Like many, I’ve followed the event closely from the beginning. (Ahhh, remember the good ol’ days when we believed the broken well pipe was only gushing 5,000 barrels a day?) My interest has been both a professional one and that of a citizen stunned by the sheer enormity of the situation.
So imagine my surprise when a colleague asked if I’d been following the oil spill in Utah. Surely he’d been mistaken. But sadly that was not the case. As it turned out, the traditional outlets I relied upon to keep up with daily water-related news happenings had failed to pick up on this particular story, all of them focused on the BP disaster.
Sometime in the wee morning hours of June 12, a 10-inch underground Chevron pipeline that carries medium crude from western Colorado to a refinery near the Salt Lake City International Airport ruptured. Oil flowed into Red Butte creek, then into the Jordan River. Early reports assured Utahns that oil from the 33,000 gallon spill had been contained and wouldn’t reach the Great Salt Lake (hauntingly reminiscent of the early predictions that the BP oil spill wouldn’t reach the shores of the Gulf states).
Once Chevron crews were able to cap the pipeline (Chevron-1, BP-0), it was determined that an electrical arc from a power line had punctured a hole in the pipeline. The actual cause of the spark is under investigation.

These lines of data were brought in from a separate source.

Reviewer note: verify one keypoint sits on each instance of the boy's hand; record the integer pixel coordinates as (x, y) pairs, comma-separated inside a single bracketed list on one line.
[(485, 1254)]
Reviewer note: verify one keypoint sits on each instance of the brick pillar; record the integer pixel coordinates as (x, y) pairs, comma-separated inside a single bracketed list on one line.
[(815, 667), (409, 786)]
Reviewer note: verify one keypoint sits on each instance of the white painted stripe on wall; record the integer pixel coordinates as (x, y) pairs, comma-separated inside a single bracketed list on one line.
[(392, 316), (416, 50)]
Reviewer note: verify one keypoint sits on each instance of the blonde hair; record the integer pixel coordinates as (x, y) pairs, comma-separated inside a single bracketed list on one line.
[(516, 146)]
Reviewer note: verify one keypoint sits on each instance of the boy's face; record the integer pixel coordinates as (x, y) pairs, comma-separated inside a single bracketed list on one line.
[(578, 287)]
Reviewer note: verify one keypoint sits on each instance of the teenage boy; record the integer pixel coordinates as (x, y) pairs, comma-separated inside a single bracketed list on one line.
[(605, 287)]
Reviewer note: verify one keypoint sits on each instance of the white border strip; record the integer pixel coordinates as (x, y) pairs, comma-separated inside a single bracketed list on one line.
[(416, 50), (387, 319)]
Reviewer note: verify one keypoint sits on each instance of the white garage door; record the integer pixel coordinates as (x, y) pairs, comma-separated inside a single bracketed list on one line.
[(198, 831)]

Unlike the spill in the Gulf of Mexico, which gave the public several weeks to brace themselves for landfall, the Chevron spill immediately affected residents. Within days, oil showed up in neighborhood wetlands, backyards, parks. Canada geese and ducks were coated with thick sludge. The pungent, putrid smell of crude hung in the air of residential housing developments.
In the days since the accident, crews and volunteers have boomed, mopped, filtered and vacuumed up about 21,000 gallons of the oil. And Chevron is planning to flush Red Butte Creek to help rinse the waterway of any residual oil.
The company said it fully intends to pay for response and cleanup costs. As of yet, nobody has ventured an official estimate of how much Chevron will be on the hook for, but early guesses are in the low millions — a relative bargain compared to the $2 billion and counting that BP has shelled out.
Settlement discussions are currently in progress. Still, the Utah Rivers Council has requested Chevron set up an escrow account in the amount of $15 million to pay for damages and cleanup expenses. Just in case.
Two things strike me about this story: First, Chevron’s handling of the spill has essentially been praised by the local community. Somehow, Chevron was able to do what BP has failed miserably to accomplish, and that is provide a visible, effective response to a most unfortunate, disastrous, and tragic incident.
Now granted, Chevron’s gaffe was much smaller than its big brother’s — which leads me to my second observation: Two months ago we would have been horrified to hear that 33,000 gallons of medium crude had leaked into a sensitive urban ecosystem, affecting birds, fish, and residents. We would have demanded press conferences and answers. We would have vilified Chevron, pounded our fists and called for heads to roll. We would have been angry. Livid. Disgusted.
But that would have been two months ago.
Now? Well, now, compared to the over 88 million gallons of oil spilled to date in the Gulf of Mexico, I guess it’s just not that big a deal. And that’s the saddest thing of all.